Menteri Energi dan Sumber Daya Mineral (ESDM) Arifin Tasrif memberi sinyal bakal ada kenaikan atau penerapan tarif adjustment listrik. Hal ini direncanakan berlaku dalam waktu dekat atau 2022 ini.
Arifin mengatakan dengan menerapkan tarif adjustment listrik maka pemerintah bisa menghemat kompensasi listrik sebesar Rp 7 triliun sampai Rp 16 triliun.
"Di sektor ketenagalistrikan dalam jangka pendek rencana penerapan tarif adjustment tahun 2022 ini untuk bisa dilakukan penghematan kompensasi sebesar Rp 7 sampai Rp 16 triliun," kata Arifin dalam rapat kerja dengan Komisi VII DPR RI, Rabu (13/4/2022).
SCROLL TO CONTINUE WITH CONTENT
Tarif adjustment adalah mekanisme mengubah dan menetapkan turun atau naiknya besaran tarif listrik mengikuti perubahan besarnya faktor ekonomi mikro. Hal ini dilakukan agar tarif yang dikenakan kepada konsumen mendekati Biaya Pokok Penyediaan Listrik (BKPL).
Selain rencana penerapan tarif adjustment, dalam jangka pendek ini Kementerian ESDM juga akan menerapkan efisiensi biaya pokok penyediaan listrik dan strategi energi primer PLN. Selain itu, optimalisasi pembangkit dengan bahan bakar sumber domestik PLTU dan PLT EBT.
Lalu, percepatan pembangunan PLTS Atap 450 MW di 2022. Serta, pembangunan pembangkit EBT dari APBN.
Sebelumnya, Kementerian ESDM menyatakan bahwa tarif listrik di Indonesia merupakan yang termurah di Asia Tenggara atau ASEAN. "Kami pastikan tarif listrik di Indonesia masih tergolong murah dibandingkan negara-negara lain di regional ASEAN," ujar Kepala Biro Komunikasi Layanan Informasi dan Kerjasama Kementerian ESDM, Agung Pribadi, Rabu (6/4/2022).
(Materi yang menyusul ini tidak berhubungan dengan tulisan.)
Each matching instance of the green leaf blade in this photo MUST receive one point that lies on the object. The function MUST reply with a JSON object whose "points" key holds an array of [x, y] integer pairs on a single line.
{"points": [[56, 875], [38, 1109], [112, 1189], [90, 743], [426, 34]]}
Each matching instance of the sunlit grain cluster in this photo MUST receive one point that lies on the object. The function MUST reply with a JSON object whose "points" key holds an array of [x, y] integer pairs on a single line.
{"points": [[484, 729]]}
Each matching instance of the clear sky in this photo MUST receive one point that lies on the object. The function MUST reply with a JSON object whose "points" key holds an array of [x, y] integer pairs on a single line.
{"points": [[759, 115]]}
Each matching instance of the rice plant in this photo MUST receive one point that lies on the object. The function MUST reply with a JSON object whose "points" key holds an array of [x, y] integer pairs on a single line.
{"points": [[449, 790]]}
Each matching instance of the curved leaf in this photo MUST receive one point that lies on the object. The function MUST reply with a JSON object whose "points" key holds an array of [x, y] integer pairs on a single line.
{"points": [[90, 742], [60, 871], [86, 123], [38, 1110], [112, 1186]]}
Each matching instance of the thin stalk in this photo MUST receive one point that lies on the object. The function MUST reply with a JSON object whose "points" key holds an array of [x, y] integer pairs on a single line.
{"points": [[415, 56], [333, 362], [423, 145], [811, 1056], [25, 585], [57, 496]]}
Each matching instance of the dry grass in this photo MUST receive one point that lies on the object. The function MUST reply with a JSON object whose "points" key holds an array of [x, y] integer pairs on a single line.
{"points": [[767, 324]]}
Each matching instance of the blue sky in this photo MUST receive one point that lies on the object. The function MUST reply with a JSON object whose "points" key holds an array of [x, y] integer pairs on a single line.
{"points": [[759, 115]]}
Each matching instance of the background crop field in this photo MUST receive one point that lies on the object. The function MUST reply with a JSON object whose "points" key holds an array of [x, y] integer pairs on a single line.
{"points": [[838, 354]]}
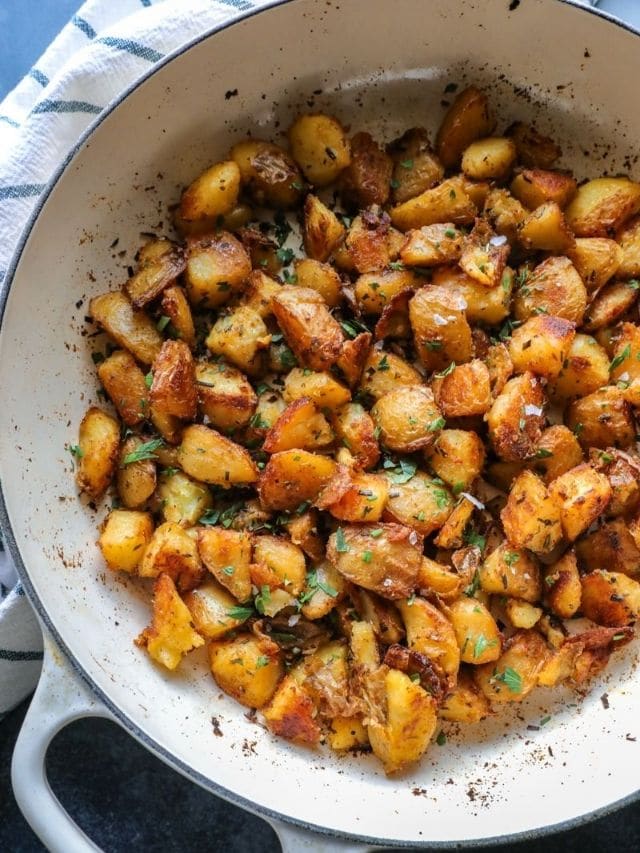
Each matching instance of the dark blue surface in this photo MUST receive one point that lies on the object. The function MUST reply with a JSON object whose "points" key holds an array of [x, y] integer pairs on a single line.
{"points": [[122, 796]]}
Besaran tarif rata-rata saat ini untuk pelanggan rumah tangga non subsidi (tarif adjustment) sebesar Rp 1.445 per kWh. Nilai itu jauh lebih murah dibanding tarif listrik rumah tangga di Thailand yang mencapai Rp 1.597 per kWh, Vietnam Rp 1.532 per kWh, Singapura Rp 2.863 per kWh, dan Filipina Rp 2.421 per kWh.
Sementara untuk golongan Bisnis Menengah-TR, tarif listrik di Indonesia ditetapkan sebesar Rp 1.445 per kWh, masih lebih murah dibandingkan di Filipina (Rp 1.636/kWh), Malaysia (Rp 1.735/kWh), Vietnam (Rp 1.943/kWh), dan Singapura (Rp 2.110/kWh). Tarif Indonesia untuk golongan ini hanya sedikit di atas Thailand (Rp 1.413/kWh).
Bahkan pada golongan Bisnis Besar-TM, tarif listrik di Indonesia merupakan yang termurah se-ASEAN, yakni Rp 1.115/kWh, bila dibandingkan konsumen kelas yang sama di Singapura mencapai Rp 2.063/kWh, Vietnam Rp 1.787/kWh, Filipina Rp 1.603/kWh, Thailand Rp 1.370/kWh, dan Malaysia Rp 1.227/kWh.
"(Tarif) ini sebagai langkah stimulus pemerintah guna menggaet investor untuk memperbaiki iklim bisnis di Indonesia di tengah pandemi," jelas Agung.
Di samping itu, terdapat tarif untuk jenis pengguna Industri Menengah-TM, tarif listrik di Indonesia sebesar Rp 1.115/kWh, lebih murah daripada tarif di Singapura yang mencapai Rp 1.922/kWh, Filipina Rp 1.567/kWh dan Vietnam Rp 1.117/kWh. Tarif ini berada sedikit di atas Malaysia yang tarifnya Rp1.060/kWh dan Thailand Rp 991/kWh.
Jenis pengguna industri besar di Indonesia sebesar Rp 997/kWh, hanya sedikit lebih tinggi dibanding Thailand Rp 990/kWh dan Malaysia Rp 991/kWh . Untuk kelas ini Singapura mematok tarif Rp 1.863/kWh, Filipina Rp 1.559/kWh, dan Vietnam Rp 1.060/kWh.